4. Red flag: Relaxing prior authorization requirements.

Pharmaceutical breakthroughs happen every day, and new drugs, like GLP-1s, can be life changing—and lifesaving—for patients. But not everyone is a good candidate for the latest and greatest medications, and prior authorization processes exist to help providers evaluate the necessity and value of prescribing specific drugs for each individual.

Yet when PBMs own their own pharmacy, there may be an incentive for them to offer the latest, most expensive (and most profitable) drugs to patients, and they might be willing to relax the criteria required to prescribe. These simplified prior authorization processes might be just 3-4 questions, which result in overprescribing of high-cost drugs when there could be less expensive, biosimilar medications.

How to change it: Plan sponsors should look for a PBM that offers a reasonable, fiscally and medically sound prior authorization process that prioritizes robust patient screening, patient needs and cost-benefit analysis to avoid putting people on expensive drugs over lower-priced alternatives.

5. Red flag: Restricted audit rights.

>PBM contracts often include audit rights that give plan sponsors the ability to review rebates and manufacturer administration fees, along with price protection data. But if your PBM limits your ability to audit only certain parts of the contract, that’s a big red flag.

How to change it: Find a PBM that offers complete audit rights that include an audit of network and rebate contracts.
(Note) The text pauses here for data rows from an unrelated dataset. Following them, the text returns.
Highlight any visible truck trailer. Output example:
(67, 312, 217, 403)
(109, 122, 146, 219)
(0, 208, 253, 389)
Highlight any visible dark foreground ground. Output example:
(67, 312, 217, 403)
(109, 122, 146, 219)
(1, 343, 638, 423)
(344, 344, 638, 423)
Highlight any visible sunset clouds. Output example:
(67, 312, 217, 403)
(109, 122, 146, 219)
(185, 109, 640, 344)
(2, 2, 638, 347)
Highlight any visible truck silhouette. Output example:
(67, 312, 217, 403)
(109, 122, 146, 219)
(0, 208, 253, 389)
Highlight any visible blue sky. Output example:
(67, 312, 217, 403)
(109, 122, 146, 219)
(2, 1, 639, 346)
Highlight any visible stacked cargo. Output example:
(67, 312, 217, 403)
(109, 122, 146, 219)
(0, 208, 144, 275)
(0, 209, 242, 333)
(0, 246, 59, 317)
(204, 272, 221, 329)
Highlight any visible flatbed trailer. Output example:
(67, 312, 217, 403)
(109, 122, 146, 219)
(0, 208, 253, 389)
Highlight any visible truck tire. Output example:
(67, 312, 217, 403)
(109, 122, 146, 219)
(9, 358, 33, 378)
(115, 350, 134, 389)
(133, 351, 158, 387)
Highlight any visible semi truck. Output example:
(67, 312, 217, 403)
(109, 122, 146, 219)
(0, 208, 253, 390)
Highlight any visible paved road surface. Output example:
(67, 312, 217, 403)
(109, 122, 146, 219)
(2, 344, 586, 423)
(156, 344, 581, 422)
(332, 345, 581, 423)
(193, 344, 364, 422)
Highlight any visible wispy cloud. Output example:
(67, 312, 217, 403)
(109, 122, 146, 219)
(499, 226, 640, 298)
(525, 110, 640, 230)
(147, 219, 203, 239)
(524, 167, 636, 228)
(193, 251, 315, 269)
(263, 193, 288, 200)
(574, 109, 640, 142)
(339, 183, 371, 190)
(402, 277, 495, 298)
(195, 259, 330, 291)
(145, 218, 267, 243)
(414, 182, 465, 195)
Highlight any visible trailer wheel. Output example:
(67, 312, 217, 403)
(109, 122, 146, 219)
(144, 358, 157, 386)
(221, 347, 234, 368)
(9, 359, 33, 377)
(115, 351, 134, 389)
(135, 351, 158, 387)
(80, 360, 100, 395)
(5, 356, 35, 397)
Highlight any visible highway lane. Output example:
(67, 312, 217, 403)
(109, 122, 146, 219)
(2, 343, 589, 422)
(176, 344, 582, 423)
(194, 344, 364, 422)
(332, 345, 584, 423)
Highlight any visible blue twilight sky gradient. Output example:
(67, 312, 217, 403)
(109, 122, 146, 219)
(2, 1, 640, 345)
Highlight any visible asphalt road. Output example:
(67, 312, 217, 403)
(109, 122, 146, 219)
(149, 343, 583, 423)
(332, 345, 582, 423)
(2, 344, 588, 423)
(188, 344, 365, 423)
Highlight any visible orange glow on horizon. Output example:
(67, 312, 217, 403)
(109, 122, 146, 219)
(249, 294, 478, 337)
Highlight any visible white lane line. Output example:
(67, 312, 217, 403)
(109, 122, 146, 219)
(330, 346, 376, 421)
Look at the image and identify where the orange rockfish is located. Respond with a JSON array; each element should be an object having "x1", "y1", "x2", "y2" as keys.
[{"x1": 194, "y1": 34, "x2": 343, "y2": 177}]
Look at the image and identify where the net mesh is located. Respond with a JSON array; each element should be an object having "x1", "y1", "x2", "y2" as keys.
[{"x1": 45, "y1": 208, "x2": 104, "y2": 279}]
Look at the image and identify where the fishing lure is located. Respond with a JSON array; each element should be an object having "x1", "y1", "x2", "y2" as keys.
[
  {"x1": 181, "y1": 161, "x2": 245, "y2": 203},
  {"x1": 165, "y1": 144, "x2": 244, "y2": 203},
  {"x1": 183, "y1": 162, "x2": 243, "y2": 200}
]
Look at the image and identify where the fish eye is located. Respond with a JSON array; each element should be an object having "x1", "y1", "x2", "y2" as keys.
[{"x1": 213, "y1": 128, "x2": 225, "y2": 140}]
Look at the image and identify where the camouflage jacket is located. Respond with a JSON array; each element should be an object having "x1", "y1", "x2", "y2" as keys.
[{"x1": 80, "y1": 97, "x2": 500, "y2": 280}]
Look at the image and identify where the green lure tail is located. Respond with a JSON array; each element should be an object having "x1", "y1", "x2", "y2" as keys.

A true partner will prioritize transparency and be willing to show you exactly the cost savings and health benefits they’re delivering for you and your subscribers.
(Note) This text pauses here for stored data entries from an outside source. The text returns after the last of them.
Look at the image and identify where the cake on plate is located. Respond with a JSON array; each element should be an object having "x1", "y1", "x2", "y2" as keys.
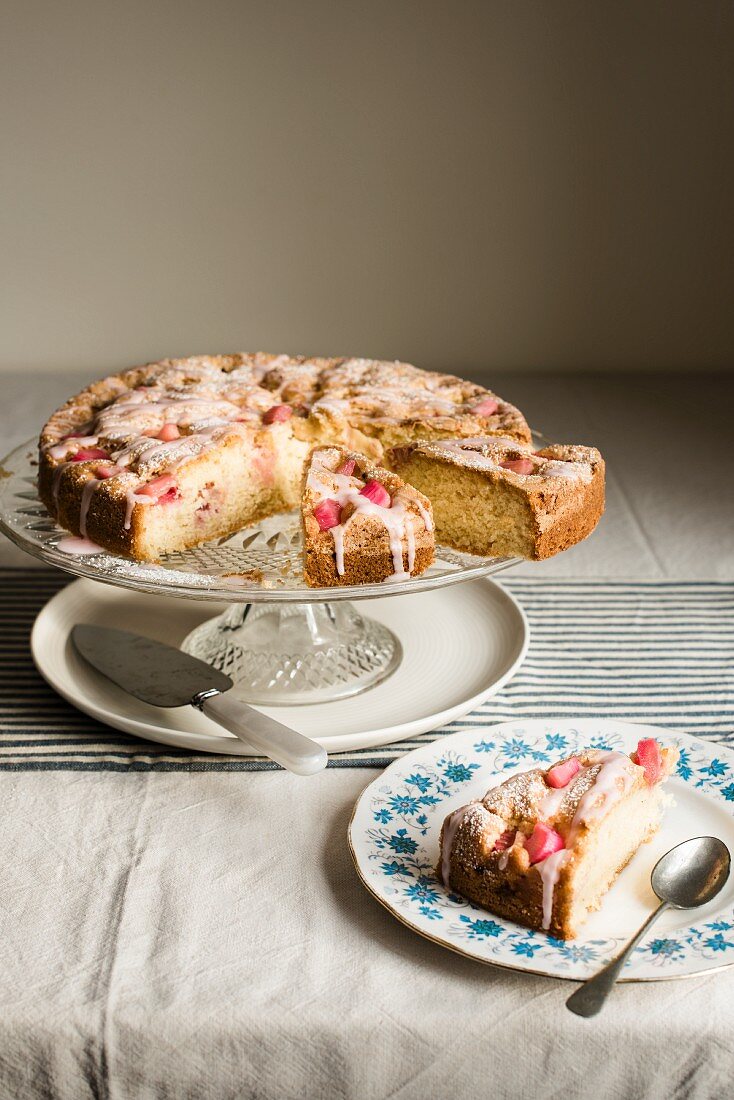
[
  {"x1": 301, "y1": 447, "x2": 434, "y2": 587},
  {"x1": 37, "y1": 353, "x2": 530, "y2": 564},
  {"x1": 388, "y1": 436, "x2": 605, "y2": 560},
  {"x1": 438, "y1": 738, "x2": 677, "y2": 939}
]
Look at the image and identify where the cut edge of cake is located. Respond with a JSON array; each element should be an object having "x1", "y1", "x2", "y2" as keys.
[{"x1": 388, "y1": 436, "x2": 605, "y2": 560}]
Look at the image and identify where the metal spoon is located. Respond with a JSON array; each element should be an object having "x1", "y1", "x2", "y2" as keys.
[{"x1": 566, "y1": 836, "x2": 731, "y2": 1017}]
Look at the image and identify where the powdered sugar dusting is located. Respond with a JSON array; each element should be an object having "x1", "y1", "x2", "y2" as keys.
[{"x1": 410, "y1": 437, "x2": 597, "y2": 483}]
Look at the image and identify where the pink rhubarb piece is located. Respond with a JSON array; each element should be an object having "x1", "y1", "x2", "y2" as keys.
[
  {"x1": 500, "y1": 457, "x2": 534, "y2": 475},
  {"x1": 137, "y1": 474, "x2": 178, "y2": 503},
  {"x1": 632, "y1": 738, "x2": 663, "y2": 786},
  {"x1": 360, "y1": 480, "x2": 391, "y2": 508},
  {"x1": 157, "y1": 422, "x2": 180, "y2": 441},
  {"x1": 262, "y1": 404, "x2": 293, "y2": 424},
  {"x1": 93, "y1": 465, "x2": 119, "y2": 479},
  {"x1": 546, "y1": 758, "x2": 581, "y2": 789},
  {"x1": 70, "y1": 448, "x2": 110, "y2": 462},
  {"x1": 313, "y1": 499, "x2": 342, "y2": 531},
  {"x1": 493, "y1": 829, "x2": 516, "y2": 852},
  {"x1": 336, "y1": 459, "x2": 356, "y2": 476},
  {"x1": 525, "y1": 823, "x2": 565, "y2": 864},
  {"x1": 473, "y1": 397, "x2": 499, "y2": 417}
]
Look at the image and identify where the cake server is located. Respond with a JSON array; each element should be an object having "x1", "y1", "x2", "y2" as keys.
[{"x1": 71, "y1": 624, "x2": 328, "y2": 776}]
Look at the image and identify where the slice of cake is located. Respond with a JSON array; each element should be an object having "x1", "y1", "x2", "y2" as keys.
[
  {"x1": 438, "y1": 739, "x2": 678, "y2": 940},
  {"x1": 301, "y1": 447, "x2": 435, "y2": 587},
  {"x1": 388, "y1": 437, "x2": 605, "y2": 559}
]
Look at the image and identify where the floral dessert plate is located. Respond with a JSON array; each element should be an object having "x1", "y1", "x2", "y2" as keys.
[{"x1": 349, "y1": 720, "x2": 734, "y2": 981}]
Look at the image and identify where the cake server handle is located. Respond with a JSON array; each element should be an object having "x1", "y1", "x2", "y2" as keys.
[
  {"x1": 193, "y1": 690, "x2": 328, "y2": 776},
  {"x1": 566, "y1": 900, "x2": 670, "y2": 1017}
]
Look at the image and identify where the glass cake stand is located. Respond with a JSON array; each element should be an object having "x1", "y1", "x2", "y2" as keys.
[{"x1": 0, "y1": 439, "x2": 521, "y2": 705}]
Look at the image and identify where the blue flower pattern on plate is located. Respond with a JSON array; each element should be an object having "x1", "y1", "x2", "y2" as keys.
[{"x1": 357, "y1": 723, "x2": 734, "y2": 979}]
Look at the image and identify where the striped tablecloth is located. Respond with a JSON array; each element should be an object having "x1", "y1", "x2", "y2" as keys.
[{"x1": 1, "y1": 568, "x2": 732, "y2": 770}]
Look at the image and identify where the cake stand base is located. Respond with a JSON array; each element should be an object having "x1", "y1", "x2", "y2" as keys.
[{"x1": 181, "y1": 601, "x2": 403, "y2": 705}]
6. Red flag: Lack of detailed reporting.

PBM reports can leave sponsors in the dark about what they’re really getting, showing aggregate data on rebates based on the total volume of claims and approvals vs. denials and sometimes refusing to provide employers detailed information on their own claims. But there’s so much more data hidden under the disbursement report from manufacturers.
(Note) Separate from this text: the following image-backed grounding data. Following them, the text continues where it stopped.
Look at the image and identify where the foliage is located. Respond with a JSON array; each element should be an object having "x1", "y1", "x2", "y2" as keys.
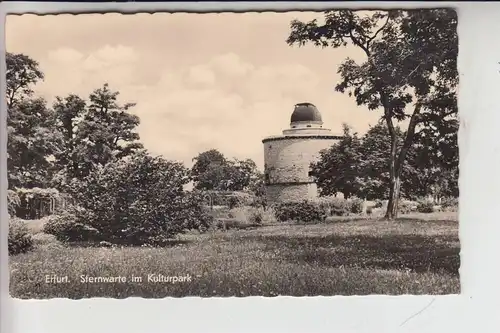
[
  {"x1": 312, "y1": 121, "x2": 458, "y2": 202},
  {"x1": 225, "y1": 206, "x2": 274, "y2": 226},
  {"x1": 9, "y1": 218, "x2": 34, "y2": 255},
  {"x1": 43, "y1": 211, "x2": 100, "y2": 242},
  {"x1": 6, "y1": 53, "x2": 60, "y2": 189},
  {"x1": 6, "y1": 52, "x2": 44, "y2": 108},
  {"x1": 398, "y1": 200, "x2": 417, "y2": 214},
  {"x1": 287, "y1": 9, "x2": 458, "y2": 219},
  {"x1": 315, "y1": 197, "x2": 352, "y2": 216},
  {"x1": 350, "y1": 197, "x2": 364, "y2": 214},
  {"x1": 67, "y1": 152, "x2": 211, "y2": 245},
  {"x1": 52, "y1": 84, "x2": 144, "y2": 187},
  {"x1": 7, "y1": 97, "x2": 61, "y2": 189},
  {"x1": 31, "y1": 232, "x2": 60, "y2": 249},
  {"x1": 206, "y1": 191, "x2": 256, "y2": 207},
  {"x1": 7, "y1": 190, "x2": 20, "y2": 216},
  {"x1": 6, "y1": 53, "x2": 143, "y2": 191},
  {"x1": 12, "y1": 187, "x2": 65, "y2": 220},
  {"x1": 228, "y1": 195, "x2": 243, "y2": 209},
  {"x1": 191, "y1": 150, "x2": 260, "y2": 192},
  {"x1": 441, "y1": 197, "x2": 458, "y2": 210},
  {"x1": 310, "y1": 124, "x2": 364, "y2": 198},
  {"x1": 417, "y1": 200, "x2": 435, "y2": 213},
  {"x1": 273, "y1": 201, "x2": 324, "y2": 223}
]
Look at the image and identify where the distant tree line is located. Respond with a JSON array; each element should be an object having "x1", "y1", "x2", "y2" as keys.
[{"x1": 310, "y1": 123, "x2": 458, "y2": 202}]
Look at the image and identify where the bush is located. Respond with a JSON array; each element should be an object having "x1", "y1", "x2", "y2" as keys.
[
  {"x1": 43, "y1": 211, "x2": 100, "y2": 242},
  {"x1": 273, "y1": 201, "x2": 323, "y2": 223},
  {"x1": 399, "y1": 200, "x2": 417, "y2": 214},
  {"x1": 7, "y1": 190, "x2": 20, "y2": 217},
  {"x1": 226, "y1": 206, "x2": 272, "y2": 226},
  {"x1": 227, "y1": 196, "x2": 243, "y2": 209},
  {"x1": 315, "y1": 197, "x2": 351, "y2": 216},
  {"x1": 249, "y1": 209, "x2": 264, "y2": 225},
  {"x1": 373, "y1": 200, "x2": 384, "y2": 208},
  {"x1": 441, "y1": 197, "x2": 458, "y2": 211},
  {"x1": 32, "y1": 233, "x2": 61, "y2": 249},
  {"x1": 350, "y1": 198, "x2": 364, "y2": 214},
  {"x1": 209, "y1": 191, "x2": 255, "y2": 207},
  {"x1": 66, "y1": 152, "x2": 212, "y2": 245},
  {"x1": 9, "y1": 218, "x2": 34, "y2": 255},
  {"x1": 417, "y1": 200, "x2": 435, "y2": 213}
]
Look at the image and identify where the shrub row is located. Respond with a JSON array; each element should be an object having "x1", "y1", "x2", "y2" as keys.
[{"x1": 271, "y1": 197, "x2": 366, "y2": 223}]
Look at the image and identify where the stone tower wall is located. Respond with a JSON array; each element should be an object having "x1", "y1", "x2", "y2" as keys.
[{"x1": 263, "y1": 137, "x2": 340, "y2": 202}]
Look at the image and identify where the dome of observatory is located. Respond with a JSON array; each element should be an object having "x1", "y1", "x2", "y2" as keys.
[{"x1": 290, "y1": 103, "x2": 323, "y2": 124}]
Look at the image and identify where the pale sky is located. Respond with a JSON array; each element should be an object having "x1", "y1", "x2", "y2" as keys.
[{"x1": 6, "y1": 12, "x2": 382, "y2": 170}]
How to change it: A transparent PBM should be showing claim-level data against rebates and for approvals and denials – really, on all claims. As long as the data is anonymized, it is no longer HIPAA-protected, so don’t let your PBM off the hook. It’s your right as a plan sponsor to know exactly what you should be getting and the claim-level savings, so insist that your contract provides for this transparency.

After years of self-serving control by PBMs, it’s time for employers to demand transparency from PBMs and empower their members to make better-informed decisions that prioritize health outcomes and value—an arrangement that’s entirely feasible while still allowing for a fair and reasonable profit.

Rae McMahan is SVP, Payer Solutions for Prescryptive Health.